Il terzo compleanno del figlio all’estero
È arrivata anche la data del terzo compleanno del mio figlio più piccolo. Adesso tante cose cambieranno. Come vi ho raccontato in alcuni dei miei precedenti articoli, ho deciso di fare la mamma a tempo pieno per i primi tre anni di vita dei miei figli. Lavoro da quando ho diciannove anni per pagarmi gli studi universitari, ma è da sei anni che non lavoro, per dedicarmi a pieno alla maternità. La prospettiva di ricominciare è vicina. A settembre infatti anche il mio bimbo più piccolo, che da quanche giorno ha compito tre anni, andrà a scuola. Spesso mi chiedo, quale trasformazione ci sarà nella mia quotidianità? Dopo sei anni di impegno attivo, giorno, pomeriggio e notte come mamma a tempo pieno, mi fa strano pensare che tra qualche mese questa modalità di vita cambierà. Il risultato è che da una parte so che sarò contenta di riprendere in mano la mia situazione lavorativa, ma dall’altra parte centellino questi giorni con mio figlio, mi godo questi momenti, in cui sta passando dall’”era bebè” all’”era bambino”, il viso cambia, è più da grandino e meno paffutello . Tra poco infatti ci dedicheremo alla rimozione del pannolino e del ciuccio. Per fortuna mio figlio sta sviluppando un carattere e un modo di fare parecchio indipendente: vuole vestirsi da solo, o meglio ci prova, si lava i denti da solo, per non parlare dell’autonomia che ha nel mangiare e nel bere dall’età dei sedici mesi! Penso che vedendo la sorella più grande sia più motivato a imparare a fare da solo.

Questi tre anni li abbiamo celebrati con due feste.
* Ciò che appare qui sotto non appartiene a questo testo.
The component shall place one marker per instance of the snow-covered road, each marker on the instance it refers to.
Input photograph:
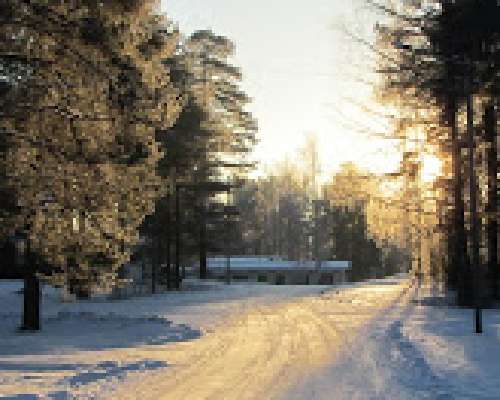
(267, 352)
(363, 342)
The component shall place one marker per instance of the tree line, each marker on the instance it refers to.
(106, 111)
(438, 64)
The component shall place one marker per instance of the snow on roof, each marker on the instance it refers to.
(273, 263)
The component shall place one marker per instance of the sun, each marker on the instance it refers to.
(431, 167)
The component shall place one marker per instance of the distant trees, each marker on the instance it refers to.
(282, 216)
(439, 66)
(208, 144)
(82, 92)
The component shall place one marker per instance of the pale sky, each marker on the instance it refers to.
(301, 72)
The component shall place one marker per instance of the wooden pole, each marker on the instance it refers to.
(177, 238)
(31, 309)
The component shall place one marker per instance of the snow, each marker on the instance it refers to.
(377, 340)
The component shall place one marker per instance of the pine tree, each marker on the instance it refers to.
(82, 97)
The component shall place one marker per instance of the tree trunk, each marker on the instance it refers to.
(31, 312)
(458, 273)
(491, 206)
(203, 242)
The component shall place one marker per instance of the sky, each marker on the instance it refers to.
(302, 72)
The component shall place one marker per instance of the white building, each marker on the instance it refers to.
(269, 269)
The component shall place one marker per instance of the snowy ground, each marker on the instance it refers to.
(366, 341)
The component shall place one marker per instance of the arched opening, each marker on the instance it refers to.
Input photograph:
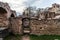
(12, 15)
(2, 10)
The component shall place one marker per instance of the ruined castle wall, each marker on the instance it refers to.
(16, 25)
(41, 27)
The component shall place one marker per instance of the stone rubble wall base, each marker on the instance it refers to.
(49, 27)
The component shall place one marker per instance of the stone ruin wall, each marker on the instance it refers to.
(4, 14)
(41, 27)
(16, 25)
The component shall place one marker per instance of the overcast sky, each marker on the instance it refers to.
(20, 5)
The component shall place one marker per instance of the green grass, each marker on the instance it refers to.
(44, 37)
(13, 37)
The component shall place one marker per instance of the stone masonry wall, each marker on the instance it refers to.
(16, 25)
(41, 27)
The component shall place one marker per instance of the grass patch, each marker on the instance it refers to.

A me piace prolungare i festeggiamenti. In questo caso abbiamo passato il giorno del compleanno in famiglia, con mio marito, mia figlia, il festeggiato, me e la mia mamma, una delle “nonne volanti” venuta da Roma a Barcellona a posta per l’occasione. Tre anni sono importanti, tre anni vestono l’età della trasformazione. A Barcellona la materna inizia appunto a questa età. I bimbi sono ancora piccoli, ma cominciano a parlare, a farsi capire a chiedersi il perché delle cose. Mio figlio di tre anni mi fa sorridere. Al compleanno, tra i vari regali, ha ricevuto un monopattino a tre ruote. Si sente più grande di prima, ha questa nuova consapevolezza. Qualche giorno fa non avrebbe saputo come andarci, ma ora ci va spedito sul marciapiede, al parco. Lo vedo che cambia, che cresce, con quella gambetta che gli dà la spinta per lanciarsi più in là, vedo ciò come una metafora, il monopattino simboleggia l’autonomia, il saper fare cose che prima non si conoscevano, e senza l’aiuto della mamma, l’autostima. Rimango accanto a lui, lo seguo, gli intimo gli “alt”, gli insegno ad aspettare, ad osservarsi intorno, perché per esempio sta arrivando una macchina, e lui mi ascolta. C’è soddisfazione nello spiegargli le cose. Non si parla più a un bebè, ma a un bimbo che sta diventanto grande e ogni giorno di più segue quello che gli dico, lo capisce, lo interiorizza, diviene una sua regola. Certo, allo stesso modo cresce anche la voglia di affermarsi, perciò quando mio figlio di tre anni si impunta che non vuole una cosa è no e basta. È a quel punto che gli comincio a parlare sottovoce, lo abbraccio, lo calmo e gli spiego, gli parlo, gli dico perché invece deve seguire quello che la mamma gli suggerisce di fare. E lui ascolta, si calma e alla fine, dopo aver compreso l’aspetto logico della situazione, esclama: “va bene mamma”. Che conquista per lui! Insomma i nostri figli crescono, da una parte imponendo e sperimentando la loro voglia di affermare la propria identità, dall’altra vogliono ancora sentirsi cuccioli, essere seguiti, ascoltati, capiti, ed è nostro compito di genitori farlo, dando loro affetto, districandogli i dubbi dei loro e continui “perché?”, rassicurandoli, dandogli sicurezza insomma.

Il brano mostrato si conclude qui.